On The Cusp, Longlist - Short Film

Dirty

Matthew Puccini

Bering Pictures, 141 Entertainment, The Jacob Burns Film Center

Dirty was born out of my frustration with the current lack of sex education available to LGBTQ youth in most high schools. Even growing up in a fairly liberal area of California, my own sex education experience was extremely heteronormative — gay men were briefly mentioned in the context of AIDS, and no other references to the LGBTQ community were made.  At a moment late in the film, Marco turns to his boyfriend, tears in his eyes, and asks, “How was I supposed to know?” In writing the film, I thought a lot about that question, and about what I wish I’d known and seen growing up. I eventually arrived at the idea of updating the classic “losing your virginity” story by centering it around two queer teenagers, and by featuring queer sex in a naturalistic and unapologetic way. It’s important to me that the experience of the two young men in this film, though awkward at moments, ultimately ends up being sex-positive.
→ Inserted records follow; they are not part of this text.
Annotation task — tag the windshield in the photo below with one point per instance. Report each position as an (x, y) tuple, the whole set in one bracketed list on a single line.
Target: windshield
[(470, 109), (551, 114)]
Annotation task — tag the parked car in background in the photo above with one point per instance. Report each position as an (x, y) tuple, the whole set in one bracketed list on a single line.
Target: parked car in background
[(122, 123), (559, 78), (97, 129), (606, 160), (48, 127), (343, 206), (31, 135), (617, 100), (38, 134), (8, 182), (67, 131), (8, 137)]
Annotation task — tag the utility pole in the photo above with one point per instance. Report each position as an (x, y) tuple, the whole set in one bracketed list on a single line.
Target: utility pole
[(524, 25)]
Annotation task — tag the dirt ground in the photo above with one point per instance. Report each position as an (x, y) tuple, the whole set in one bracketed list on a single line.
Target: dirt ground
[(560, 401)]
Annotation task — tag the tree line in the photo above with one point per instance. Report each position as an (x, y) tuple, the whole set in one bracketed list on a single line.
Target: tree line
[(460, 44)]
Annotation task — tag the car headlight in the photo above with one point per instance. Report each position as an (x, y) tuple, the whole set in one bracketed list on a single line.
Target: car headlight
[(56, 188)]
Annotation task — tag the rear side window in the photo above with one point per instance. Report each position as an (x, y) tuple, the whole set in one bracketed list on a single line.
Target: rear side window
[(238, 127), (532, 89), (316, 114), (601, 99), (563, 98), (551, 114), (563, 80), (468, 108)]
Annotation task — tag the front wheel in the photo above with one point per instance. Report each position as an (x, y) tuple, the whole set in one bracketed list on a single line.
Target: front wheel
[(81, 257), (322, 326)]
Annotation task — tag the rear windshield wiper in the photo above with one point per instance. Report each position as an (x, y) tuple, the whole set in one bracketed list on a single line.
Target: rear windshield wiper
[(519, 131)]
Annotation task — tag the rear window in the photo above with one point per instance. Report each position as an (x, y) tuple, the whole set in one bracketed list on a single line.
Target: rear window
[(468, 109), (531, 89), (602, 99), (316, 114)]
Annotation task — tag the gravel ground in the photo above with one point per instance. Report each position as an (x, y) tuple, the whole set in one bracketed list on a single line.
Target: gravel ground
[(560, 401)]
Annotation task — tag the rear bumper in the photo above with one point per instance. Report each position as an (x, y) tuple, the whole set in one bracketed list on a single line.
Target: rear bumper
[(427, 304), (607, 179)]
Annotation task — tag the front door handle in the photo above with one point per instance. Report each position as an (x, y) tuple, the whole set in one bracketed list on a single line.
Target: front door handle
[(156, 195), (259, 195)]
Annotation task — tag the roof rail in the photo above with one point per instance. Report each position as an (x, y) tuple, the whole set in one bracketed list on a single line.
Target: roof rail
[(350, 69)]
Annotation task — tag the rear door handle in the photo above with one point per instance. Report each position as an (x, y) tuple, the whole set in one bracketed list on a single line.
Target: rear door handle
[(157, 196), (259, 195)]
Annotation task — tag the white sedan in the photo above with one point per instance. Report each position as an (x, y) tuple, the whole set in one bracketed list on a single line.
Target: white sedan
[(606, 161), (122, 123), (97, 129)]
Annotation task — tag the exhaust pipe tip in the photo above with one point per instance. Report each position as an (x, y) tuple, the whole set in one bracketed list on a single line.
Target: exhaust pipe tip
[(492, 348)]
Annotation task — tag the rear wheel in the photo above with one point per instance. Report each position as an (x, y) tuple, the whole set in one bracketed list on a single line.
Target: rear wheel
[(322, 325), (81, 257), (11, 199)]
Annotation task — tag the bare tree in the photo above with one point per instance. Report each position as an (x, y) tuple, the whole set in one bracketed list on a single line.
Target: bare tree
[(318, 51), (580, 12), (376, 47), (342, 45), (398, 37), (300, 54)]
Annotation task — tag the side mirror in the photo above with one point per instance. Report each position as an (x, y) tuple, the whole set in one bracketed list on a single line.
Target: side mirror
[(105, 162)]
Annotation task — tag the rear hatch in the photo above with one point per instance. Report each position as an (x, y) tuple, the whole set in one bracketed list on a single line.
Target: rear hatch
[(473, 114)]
I hope that this film is equally affirming, and perhaps even instructive, for young, questioning queer viewers. Morgan Sullivan, who plays Marco, and I also spoke extensively in the rehearsal process about wanting to tell a story centered around a trans character in which their trans-ness isn't explicitly mentioned, and where the conflict of the film isn’t a direct extension of them being trans. The end result, I hope, proves that films about trans and queer characters can occupy space outside of the all-too-familiar narratives of oppression and violence. We both feel strongly that there is equal, if not more, power to be found in seeing those characters existing on their own terms, and freely pursuing romance and intimacy.

Matthew grew up in the San Francisco Bay Area and lives in Brooklyn. His short films have screened at Sundance (Dirty, Lavender), SXSW (Dirty, Lavender, The Mess He Made), qualified for the Academy Awards (Lavender), and been acquired by The Criterion Channel (Dirty), Topic Studios (Marquise) and Searchlight Pictures (Lavender). Matthew is a 2018 Sundance Ignite Fellow, a member of the 2017 New York Film Festival Artist Academy, a recipient of the Richie Jackson Artist Fellowship and a Creative Culture Fellow at the Jacob Burns Film Center. He was selected as one of Filmmaker Magazine’s 2019 25 New Faces of Independent Film and as one of Indiewire’s 25 LGBTQ Filmmakers On The Rise.